About Data
Data Sources
The original data source is from Data.Gov.
Data.Gov is managed and hosted by the U.S. General Services Administration, Technology Transformation Service.
This website allows the government provided data to be open, machine-readable formats, while continuing to ensure the privacy and security of individuals.
Our Journey: Cleaning the Data
The L.A. crime dataset from 2020 to the present is sourced from the United States government’s open data website, comprising roughly 800,000 data points across 28 variables. This data is transcribed from original crime reports that are typed on paper and therefore there may be some inaccuracies within the data. For example, some location fields with missing data are noted as (0°, 0°) and address fields are only provided to the nearest hundred block to maintain privacy. Given LAPD OpenData’s weekly updates, I focused specifically on the 2022 data due to the dataset’s substantial size. Using the OhioSuperComputer Center, I accelerated the process by filtering the 2022 records, replacing the missing values as ‘NA,’ and reorganizing and renaming variables as necessary.
Further Explanation
Time occurrence variable: changed the format into 4 digits using 24-hour clock format (XX:XX).
MO Codes: Count the number of MO codes assigned for each cases.
Victim Sex: Re-group so that X and NA will show as unknown.
Victim Descent: Re-group it to ethnicity (Asian, Black, Hispanic/Latin/Mexican, Native, White, Others).

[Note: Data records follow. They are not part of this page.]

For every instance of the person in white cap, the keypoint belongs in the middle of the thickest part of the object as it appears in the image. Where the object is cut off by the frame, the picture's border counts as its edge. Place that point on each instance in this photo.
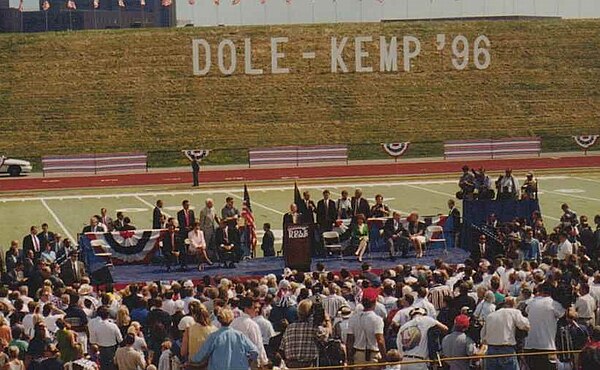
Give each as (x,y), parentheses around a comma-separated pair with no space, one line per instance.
(412,338)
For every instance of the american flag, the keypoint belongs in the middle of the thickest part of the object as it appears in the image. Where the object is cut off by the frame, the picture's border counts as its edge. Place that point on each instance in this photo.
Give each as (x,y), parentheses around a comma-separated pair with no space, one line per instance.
(249,217)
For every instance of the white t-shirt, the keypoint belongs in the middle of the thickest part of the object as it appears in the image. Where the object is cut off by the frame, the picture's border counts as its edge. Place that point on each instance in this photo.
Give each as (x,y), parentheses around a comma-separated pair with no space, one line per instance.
(412,336)
(543,314)
(364,326)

Crime Code Description: Change it to all lower cases and using the key words and phrases, re-group them (Inchoate Crimes, Crimes Involving Weapons, Sex Crimes, Miscellaneous Crimes, Violent Crime, Property Crime).
Weapon Description: Change it to all lower cases and using the key words and phrases, re-group them (other weapons or weapons not stated, blunt instruments, knives and other cutting instruments, personal weapon, handguns, and other firearm, strangulation, poison, narcotics).
Date Reported: Remove time and format the dates (mm/dd/yyyy)
Date occurrence: Remove time and format the dates (mm/dd/yyyy)
Premis Code Description: Change it to all lower cases and using the key words and phrases, re-group them (Commercial, Vehicle, Public, Religious, Educational, Residential, Recreation, Others).